# Kris's Research Notes

## July 13, 2012

### Crystallization on Grooved Substrates

Filed under: GaAs Simulations, KMC — Kris Reyes @ 3:01 am

In this note, we consider liquid Ga droplet formation and crystallization by As on a substrate with a triangular groove. We study the effect of substrate species by considering first a GaAs substrate and second a substrate composed of a third species (nominally Si). In the latter case, nucleation at the liquid/solid interface is not preferred leading to increased surface nucleation as well as a different geometry of the crystallization front.

## GaAs Substrate

All simulations are done on a domain 256 atoms wide. A triangular pit with side length 64 atoms was removed. Ga atoms were deposited at a rate of 0.1 ML/sec until 6.0 monolayers of Ga was deposited. The system was then annealed in the absence of any deposition for 60 seconds. Lastly, an As flux was introduced at a deposition rate $F_{As}$ ML/sec, where

$\displaystyle F_{As} \in \left\{0.05, 0.1, 0.2, 0.4\right\}$ ML/sec.

The temperature $T$ was also varied:

$\displaystyle T \in \left\{473, 523, 573, 623 \right\}$ K.

Here are the results arranged in rows by constant $F_{As}$ and in columns by constant $T$:

[Recall our coloring scheme: Red = Ga atoms in substrate, Green = As atoms in substrate, Purple = Ga atoms deposited, Blue = As atoms deposited.]

The simulations behave as expected with respect to deposition rate and temperature.
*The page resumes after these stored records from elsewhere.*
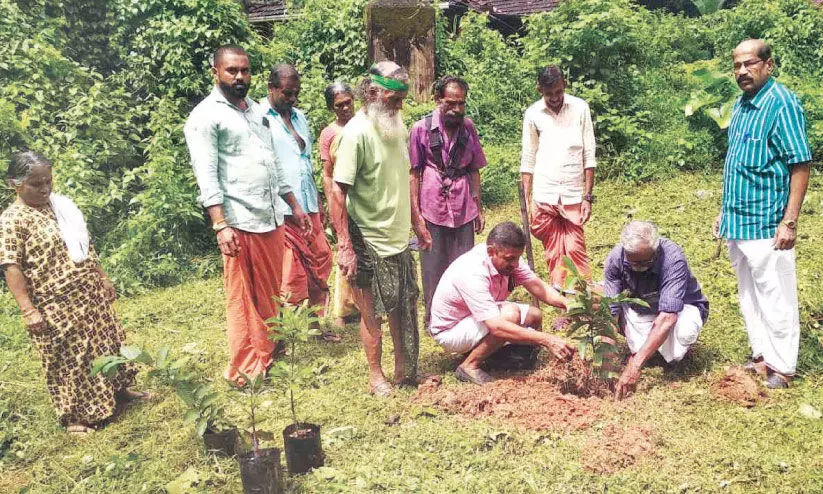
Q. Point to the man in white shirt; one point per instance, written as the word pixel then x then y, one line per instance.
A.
pixel 557 171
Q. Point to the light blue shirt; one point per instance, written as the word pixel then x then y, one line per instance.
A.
pixel 767 136
pixel 296 164
pixel 231 153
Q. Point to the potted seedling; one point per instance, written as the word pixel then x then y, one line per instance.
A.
pixel 205 407
pixel 293 327
pixel 260 469
pixel 592 324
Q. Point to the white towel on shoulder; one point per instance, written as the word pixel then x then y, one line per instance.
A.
pixel 72 226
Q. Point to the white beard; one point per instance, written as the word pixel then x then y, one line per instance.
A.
pixel 389 123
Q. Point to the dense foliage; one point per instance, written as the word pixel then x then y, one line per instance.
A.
pixel 103 89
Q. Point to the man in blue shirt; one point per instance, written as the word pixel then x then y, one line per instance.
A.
pixel 306 259
pixel 653 269
pixel 764 180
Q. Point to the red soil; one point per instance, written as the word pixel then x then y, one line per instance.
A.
pixel 616 448
pixel 738 386
pixel 535 401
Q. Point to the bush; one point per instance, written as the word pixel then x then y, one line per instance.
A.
pixel 102 89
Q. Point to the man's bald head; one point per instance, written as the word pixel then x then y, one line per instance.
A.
pixel 387 68
pixel 224 50
pixel 763 49
pixel 753 65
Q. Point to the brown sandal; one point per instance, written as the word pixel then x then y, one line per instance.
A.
pixel 79 430
pixel 381 390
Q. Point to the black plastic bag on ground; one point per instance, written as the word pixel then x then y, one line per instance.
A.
pixel 512 357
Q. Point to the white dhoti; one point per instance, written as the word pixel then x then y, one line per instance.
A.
pixel 767 291
pixel 684 334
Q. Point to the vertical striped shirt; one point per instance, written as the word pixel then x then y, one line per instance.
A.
pixel 766 136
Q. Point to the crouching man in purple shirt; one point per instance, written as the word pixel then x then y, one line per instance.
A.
pixel 655 270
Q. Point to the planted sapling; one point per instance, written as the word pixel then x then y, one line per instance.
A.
pixel 592 324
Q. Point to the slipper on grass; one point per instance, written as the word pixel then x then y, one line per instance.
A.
pixel 381 390
pixel 476 376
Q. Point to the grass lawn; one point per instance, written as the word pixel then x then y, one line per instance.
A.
pixel 700 442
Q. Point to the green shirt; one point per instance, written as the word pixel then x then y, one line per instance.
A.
pixel 766 136
pixel 377 173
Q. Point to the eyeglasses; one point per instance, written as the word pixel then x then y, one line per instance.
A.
pixel 748 63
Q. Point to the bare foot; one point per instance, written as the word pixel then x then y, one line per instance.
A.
pixel 79 430
pixel 381 389
pixel 132 395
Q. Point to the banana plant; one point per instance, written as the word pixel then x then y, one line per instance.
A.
pixel 715 97
pixel 708 6
pixel 592 324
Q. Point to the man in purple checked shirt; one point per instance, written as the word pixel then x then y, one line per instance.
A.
pixel 655 270
pixel 446 159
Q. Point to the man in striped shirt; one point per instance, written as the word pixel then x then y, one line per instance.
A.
pixel 764 180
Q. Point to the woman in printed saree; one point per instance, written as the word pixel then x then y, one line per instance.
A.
pixel 66 300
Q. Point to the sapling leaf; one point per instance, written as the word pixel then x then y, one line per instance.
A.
pixel 264 435
pixel 201 427
pixel 130 352
pixel 162 357
pixel 583 349
pixel 191 416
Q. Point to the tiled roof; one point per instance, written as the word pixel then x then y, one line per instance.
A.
pixel 265 10
pixel 509 7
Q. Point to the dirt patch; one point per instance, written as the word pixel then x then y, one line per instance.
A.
pixel 616 448
pixel 535 401
pixel 739 386
pixel 575 377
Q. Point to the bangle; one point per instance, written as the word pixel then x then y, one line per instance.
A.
pixel 220 225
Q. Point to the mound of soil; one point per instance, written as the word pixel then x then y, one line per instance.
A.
pixel 739 386
pixel 536 401
pixel 575 377
pixel 616 448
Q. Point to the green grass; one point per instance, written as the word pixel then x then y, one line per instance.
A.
pixel 702 443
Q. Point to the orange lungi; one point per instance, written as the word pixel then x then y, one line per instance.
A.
pixel 251 279
pixel 306 263
pixel 559 228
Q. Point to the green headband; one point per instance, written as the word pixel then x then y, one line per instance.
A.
pixel 388 83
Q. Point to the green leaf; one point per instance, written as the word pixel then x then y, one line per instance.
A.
pixel 191 416
pixel 162 356
pixel 130 352
pixel 810 412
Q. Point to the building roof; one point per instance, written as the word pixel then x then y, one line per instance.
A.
pixel 508 7
pixel 266 10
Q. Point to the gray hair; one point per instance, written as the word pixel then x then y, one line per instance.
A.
pixel 22 163
pixel 638 235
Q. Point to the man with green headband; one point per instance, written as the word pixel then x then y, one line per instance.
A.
pixel 371 212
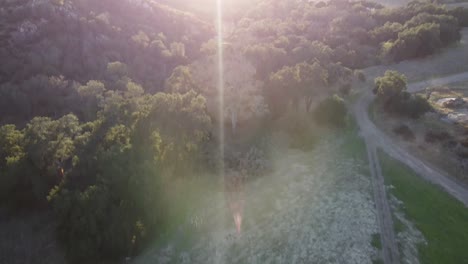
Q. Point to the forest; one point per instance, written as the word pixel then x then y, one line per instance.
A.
pixel 104 103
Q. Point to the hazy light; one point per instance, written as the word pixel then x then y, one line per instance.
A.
pixel 219 22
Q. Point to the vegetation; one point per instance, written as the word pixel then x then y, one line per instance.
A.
pixel 331 111
pixel 393 97
pixel 430 208
pixel 106 106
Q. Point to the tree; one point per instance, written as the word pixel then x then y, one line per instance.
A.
pixel 332 111
pixel 242 97
pixel 312 79
pixel 181 81
pixel 390 87
pixel 392 95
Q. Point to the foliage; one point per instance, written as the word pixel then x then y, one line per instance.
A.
pixel 393 97
pixel 332 111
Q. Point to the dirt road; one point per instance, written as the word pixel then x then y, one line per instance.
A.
pixel 373 135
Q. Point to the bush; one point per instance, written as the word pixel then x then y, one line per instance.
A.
pixel 432 136
pixel 360 75
pixel 415 106
pixel 405 132
pixel 93 224
pixel 331 112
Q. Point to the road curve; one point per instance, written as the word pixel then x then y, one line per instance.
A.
pixel 377 137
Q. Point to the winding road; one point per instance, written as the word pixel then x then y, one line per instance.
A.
pixel 376 138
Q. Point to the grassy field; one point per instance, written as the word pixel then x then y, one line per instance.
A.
pixel 442 219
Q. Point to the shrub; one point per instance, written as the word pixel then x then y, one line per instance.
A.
pixel 432 136
pixel 94 224
pixel 331 112
pixel 405 132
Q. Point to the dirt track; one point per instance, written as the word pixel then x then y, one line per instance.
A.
pixel 379 139
pixel 375 138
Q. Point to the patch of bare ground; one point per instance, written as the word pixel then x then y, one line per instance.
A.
pixel 449 60
pixel 432 139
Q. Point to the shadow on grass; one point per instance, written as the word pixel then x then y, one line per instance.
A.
pixel 441 218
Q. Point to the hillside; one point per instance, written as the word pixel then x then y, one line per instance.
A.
pixel 124 130
pixel 77 39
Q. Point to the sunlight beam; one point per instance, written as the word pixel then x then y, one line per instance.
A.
pixel 219 23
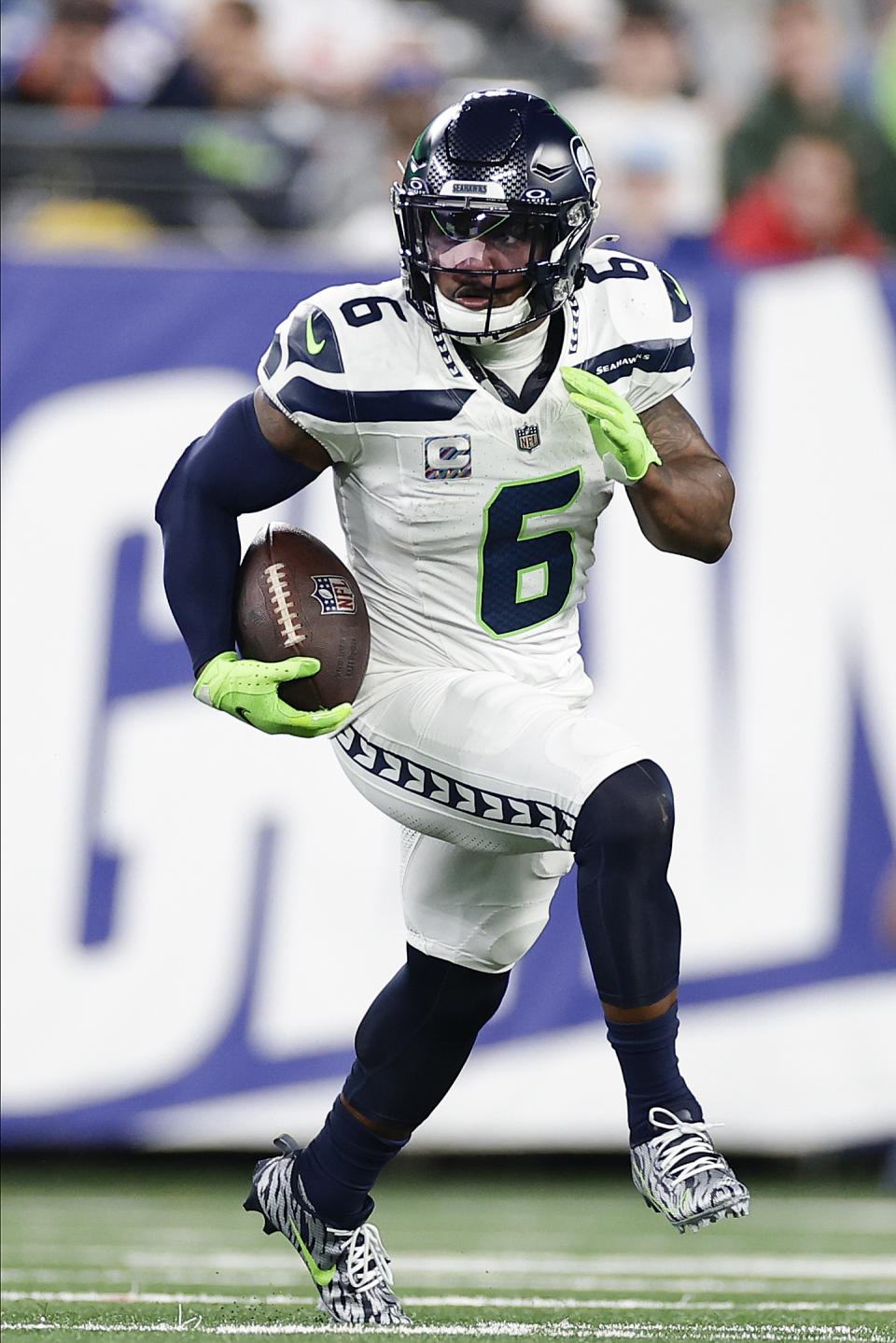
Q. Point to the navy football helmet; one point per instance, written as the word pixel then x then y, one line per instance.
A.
pixel 493 214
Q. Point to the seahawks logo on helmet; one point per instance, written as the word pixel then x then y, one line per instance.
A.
pixel 501 186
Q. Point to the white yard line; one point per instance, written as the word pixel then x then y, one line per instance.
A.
pixel 843 1266
pixel 531 1303
pixel 713 1333
pixel 129 1282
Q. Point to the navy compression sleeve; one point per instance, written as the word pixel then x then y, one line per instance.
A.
pixel 231 470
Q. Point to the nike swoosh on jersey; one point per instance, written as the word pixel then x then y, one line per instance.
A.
pixel 323 1276
pixel 312 345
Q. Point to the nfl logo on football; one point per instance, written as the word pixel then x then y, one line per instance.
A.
pixel 528 438
pixel 333 594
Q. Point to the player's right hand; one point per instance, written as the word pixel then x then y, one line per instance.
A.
pixel 247 689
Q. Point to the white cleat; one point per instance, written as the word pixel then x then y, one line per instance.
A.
pixel 349 1269
pixel 681 1174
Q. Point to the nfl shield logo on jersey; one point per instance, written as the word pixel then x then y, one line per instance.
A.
pixel 333 594
pixel 528 438
pixel 448 458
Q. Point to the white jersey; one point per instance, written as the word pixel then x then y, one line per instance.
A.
pixel 470 519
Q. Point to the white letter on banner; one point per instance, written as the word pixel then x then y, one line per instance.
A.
pixel 176 792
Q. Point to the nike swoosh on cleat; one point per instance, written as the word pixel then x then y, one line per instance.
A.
pixel 323 1276
pixel 314 346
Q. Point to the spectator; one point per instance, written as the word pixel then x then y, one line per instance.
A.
pixel 656 149
pixel 805 95
pixel 226 66
pixel 63 69
pixel 805 207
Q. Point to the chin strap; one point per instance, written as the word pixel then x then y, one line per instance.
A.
pixel 467 327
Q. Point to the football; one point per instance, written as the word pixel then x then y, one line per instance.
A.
pixel 296 598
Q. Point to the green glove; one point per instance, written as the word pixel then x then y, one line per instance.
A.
pixel 247 689
pixel 618 434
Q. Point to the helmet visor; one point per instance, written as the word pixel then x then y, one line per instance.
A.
pixel 483 241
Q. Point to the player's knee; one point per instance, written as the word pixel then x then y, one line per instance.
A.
pixel 457 996
pixel 635 806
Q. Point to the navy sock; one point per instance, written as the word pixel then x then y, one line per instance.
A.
pixel 647 1053
pixel 339 1168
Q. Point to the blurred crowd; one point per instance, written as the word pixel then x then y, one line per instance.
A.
pixel 768 125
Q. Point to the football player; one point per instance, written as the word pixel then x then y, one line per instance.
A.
pixel 477 413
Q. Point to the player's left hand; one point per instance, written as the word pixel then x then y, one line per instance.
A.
pixel 618 434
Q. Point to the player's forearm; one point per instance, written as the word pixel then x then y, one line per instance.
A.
pixel 682 505
pixel 231 470
pixel 202 559
pixel 685 508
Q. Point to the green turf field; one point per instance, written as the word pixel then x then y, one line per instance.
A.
pixel 128 1249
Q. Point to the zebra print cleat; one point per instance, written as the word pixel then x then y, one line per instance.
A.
pixel 349 1268
pixel 681 1174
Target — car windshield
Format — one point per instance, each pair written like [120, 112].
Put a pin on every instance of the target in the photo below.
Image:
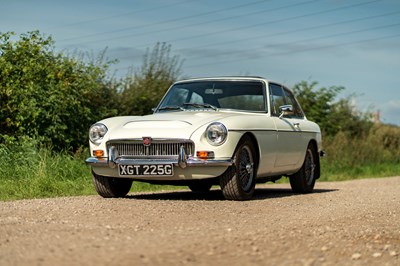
[214, 95]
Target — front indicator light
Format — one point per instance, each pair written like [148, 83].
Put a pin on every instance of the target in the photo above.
[98, 153]
[205, 155]
[216, 133]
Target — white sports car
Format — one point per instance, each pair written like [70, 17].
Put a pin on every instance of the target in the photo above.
[231, 131]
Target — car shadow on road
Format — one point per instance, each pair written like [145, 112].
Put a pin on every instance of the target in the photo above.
[216, 194]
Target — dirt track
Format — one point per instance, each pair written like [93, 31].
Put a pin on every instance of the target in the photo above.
[342, 223]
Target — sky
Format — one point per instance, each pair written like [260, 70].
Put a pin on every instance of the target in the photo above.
[350, 43]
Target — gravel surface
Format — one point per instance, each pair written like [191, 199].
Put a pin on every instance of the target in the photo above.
[342, 223]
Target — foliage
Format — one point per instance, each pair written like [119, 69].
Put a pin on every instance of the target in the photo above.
[48, 96]
[144, 90]
[333, 116]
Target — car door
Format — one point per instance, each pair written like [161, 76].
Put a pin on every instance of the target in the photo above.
[288, 126]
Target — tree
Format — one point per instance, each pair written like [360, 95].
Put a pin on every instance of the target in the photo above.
[331, 114]
[144, 90]
[47, 96]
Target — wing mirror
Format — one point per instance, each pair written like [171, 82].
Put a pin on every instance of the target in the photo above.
[285, 110]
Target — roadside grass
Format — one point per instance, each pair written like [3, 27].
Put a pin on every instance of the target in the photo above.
[26, 173]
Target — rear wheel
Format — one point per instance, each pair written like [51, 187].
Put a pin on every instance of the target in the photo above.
[109, 187]
[304, 180]
[238, 181]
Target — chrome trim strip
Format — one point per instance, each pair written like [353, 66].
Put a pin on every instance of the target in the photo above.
[103, 162]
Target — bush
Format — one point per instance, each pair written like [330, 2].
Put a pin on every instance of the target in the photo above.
[47, 96]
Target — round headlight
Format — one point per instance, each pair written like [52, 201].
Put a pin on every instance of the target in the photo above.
[216, 133]
[97, 132]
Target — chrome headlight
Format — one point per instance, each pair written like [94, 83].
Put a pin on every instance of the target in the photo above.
[97, 132]
[216, 133]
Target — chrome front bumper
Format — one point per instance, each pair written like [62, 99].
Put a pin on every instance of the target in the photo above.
[181, 160]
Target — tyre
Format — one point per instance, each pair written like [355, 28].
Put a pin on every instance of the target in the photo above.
[304, 180]
[109, 187]
[238, 181]
[200, 186]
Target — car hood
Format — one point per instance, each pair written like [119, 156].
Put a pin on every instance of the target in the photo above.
[162, 125]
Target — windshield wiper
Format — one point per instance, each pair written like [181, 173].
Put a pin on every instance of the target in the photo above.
[201, 105]
[171, 107]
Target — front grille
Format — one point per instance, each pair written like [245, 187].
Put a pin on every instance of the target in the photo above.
[156, 149]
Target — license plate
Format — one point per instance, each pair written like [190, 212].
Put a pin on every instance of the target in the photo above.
[146, 170]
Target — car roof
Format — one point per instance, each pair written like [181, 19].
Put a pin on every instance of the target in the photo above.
[227, 78]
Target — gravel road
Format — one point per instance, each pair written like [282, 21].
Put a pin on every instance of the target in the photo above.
[342, 223]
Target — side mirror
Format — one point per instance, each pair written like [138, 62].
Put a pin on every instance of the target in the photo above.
[285, 110]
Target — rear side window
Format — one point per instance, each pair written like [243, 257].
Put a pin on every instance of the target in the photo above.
[282, 96]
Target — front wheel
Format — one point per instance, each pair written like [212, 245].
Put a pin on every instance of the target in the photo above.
[110, 187]
[238, 181]
[304, 180]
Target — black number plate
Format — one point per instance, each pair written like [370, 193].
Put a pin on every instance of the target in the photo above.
[146, 170]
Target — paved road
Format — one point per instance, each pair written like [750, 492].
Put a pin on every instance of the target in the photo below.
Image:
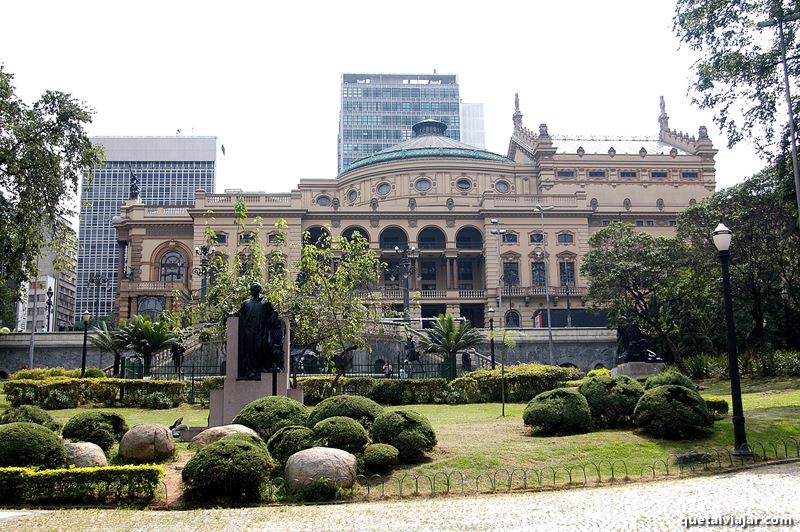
[763, 492]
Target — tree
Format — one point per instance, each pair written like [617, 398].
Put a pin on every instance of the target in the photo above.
[634, 275]
[739, 72]
[447, 339]
[109, 341]
[43, 150]
[146, 337]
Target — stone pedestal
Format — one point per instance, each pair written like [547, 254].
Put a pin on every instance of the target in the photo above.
[227, 402]
[638, 369]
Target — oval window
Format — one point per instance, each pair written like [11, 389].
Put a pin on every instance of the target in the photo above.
[464, 184]
[423, 184]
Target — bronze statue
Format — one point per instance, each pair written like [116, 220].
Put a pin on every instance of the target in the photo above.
[261, 335]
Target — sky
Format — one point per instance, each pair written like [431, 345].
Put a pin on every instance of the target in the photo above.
[265, 77]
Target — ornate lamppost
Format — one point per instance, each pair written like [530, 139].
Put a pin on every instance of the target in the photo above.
[722, 241]
[85, 318]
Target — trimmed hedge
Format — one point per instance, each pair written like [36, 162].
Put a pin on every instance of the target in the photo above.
[30, 414]
[672, 412]
[342, 433]
[268, 414]
[523, 382]
[100, 485]
[30, 445]
[669, 376]
[359, 408]
[231, 469]
[560, 412]
[88, 391]
[409, 432]
[380, 457]
[289, 440]
[101, 428]
[612, 400]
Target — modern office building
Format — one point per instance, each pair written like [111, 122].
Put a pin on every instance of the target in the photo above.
[165, 171]
[378, 110]
[473, 132]
[469, 214]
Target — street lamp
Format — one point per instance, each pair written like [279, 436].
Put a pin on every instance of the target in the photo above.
[491, 334]
[49, 305]
[541, 211]
[85, 317]
[779, 20]
[722, 241]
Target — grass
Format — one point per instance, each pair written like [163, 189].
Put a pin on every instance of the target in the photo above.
[475, 439]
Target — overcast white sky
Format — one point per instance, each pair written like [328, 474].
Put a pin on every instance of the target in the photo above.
[265, 77]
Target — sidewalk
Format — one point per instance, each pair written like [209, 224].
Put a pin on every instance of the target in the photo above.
[762, 492]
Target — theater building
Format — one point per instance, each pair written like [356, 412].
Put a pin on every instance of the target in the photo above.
[479, 240]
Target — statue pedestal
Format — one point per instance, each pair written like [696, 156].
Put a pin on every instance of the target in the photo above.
[235, 394]
[638, 369]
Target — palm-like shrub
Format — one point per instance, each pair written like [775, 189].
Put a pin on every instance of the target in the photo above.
[146, 337]
[447, 339]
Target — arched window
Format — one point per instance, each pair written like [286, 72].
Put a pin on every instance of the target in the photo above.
[172, 266]
[512, 319]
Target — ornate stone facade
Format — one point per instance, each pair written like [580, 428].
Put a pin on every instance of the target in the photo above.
[445, 199]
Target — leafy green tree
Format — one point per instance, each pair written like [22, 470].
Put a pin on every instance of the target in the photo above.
[739, 73]
[109, 341]
[146, 337]
[634, 275]
[43, 151]
[447, 339]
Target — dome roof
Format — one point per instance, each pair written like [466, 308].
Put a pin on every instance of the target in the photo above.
[428, 140]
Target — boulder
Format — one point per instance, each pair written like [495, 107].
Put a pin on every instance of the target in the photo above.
[147, 443]
[212, 434]
[85, 454]
[305, 467]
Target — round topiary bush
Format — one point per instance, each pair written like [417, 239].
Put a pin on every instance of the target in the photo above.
[30, 414]
[231, 469]
[342, 433]
[611, 399]
[669, 376]
[30, 445]
[380, 457]
[100, 428]
[411, 433]
[355, 407]
[268, 414]
[672, 412]
[560, 411]
[289, 440]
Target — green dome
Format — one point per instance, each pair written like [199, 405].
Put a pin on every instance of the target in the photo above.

In the low temperature case, we have nucleation of several smaller droplets, though it is interesting that there seems to be a preference to nucleate near or in the pit. In the low temperature/high As flux regime, we observe liquid cores. In the high temperature, low As flux, the system appears to try to form flat GaAs layers, filling in the pit.

## Si Substrate

We performed simulations identical to above, except that the substrate was changed to a third species, which we identify nominally as Si. The nearest neighbor bonding energies were specified as:

$\displaystyle \gamma(Ga, Ga) = 0.30$ eV

$\displaystyle \gamma(As, As) = 0.10$ eV

$\displaystyle \gamma(Ga, As) = 0.50$ eV

$\displaystyle \gamma(Ga, Si) = 0.25$ eV

$\displaystyle \gamma(As, Si) = 0.25$ eV

and next-nearest neighbor bonding energies:

$\displaystyle \gamma_{nn}(Ga, Ga) = 0.30$ eV

$\displaystyle \gamma_{nn}(As, As) = 0.10$ eV

$\displaystyle \gamma_{nn}(Ga, Si) = 0.25$ eV

$\displaystyle \gamma_{nn}(As, Si) = 0.25$ eV

so that the next-nearest neighbor bonding energies are identical to the nearest neighbor bonding energies for all but the Ga-As bond case. Large bonding energies between Si atoms were used in order to ensure that the Si atoms remain fixed and don’t participate in the simulations.

$\displaystyle \gamma(Si, Si) = 1.50$ eV,

$\displaystyle \gamma_{nn}(Si, Si) = 1.50$ eV

Here are the results (Si atoms are colored gray):

We observe the presence of channels of liquid Ga at the liquid/solid interface in several of the simulations:

This suggest that nucleation at this interface is not preferred. Suppose GaAs seed nucleates at the interface:

If we compare the local energy about an As atom in this configuration with the energy about an As atom in a completely GaAs neighborhood, we see that the former has a higher bonding energy:

On the interface, an As atom in a nucleating cluster has local energy

$\displaystyle 3\gamma(Ga, As) + 2\gamma_{nn}(As, As) + 2\gamma(As, Si) + \gamma_{nn}(As, Si) = 2.45$ eV

while the As atom in a GaAs neighborhood has local energy

$\displaystyle 4\gamma(Ga, As) + 4\gamma_{nn}(As, As) = 2.40$ eV,

and so for the energies selected, it is more energetically favorable for an As atom to reside on the interface than in a GaAs neighborhood. Similar calculations may be performed on slightly different neighborhoods from the ones considered above yielding the same conclusion. This is counter to the results above, which suggests there is an implicit nucleation barrier at the liquid/solid interface.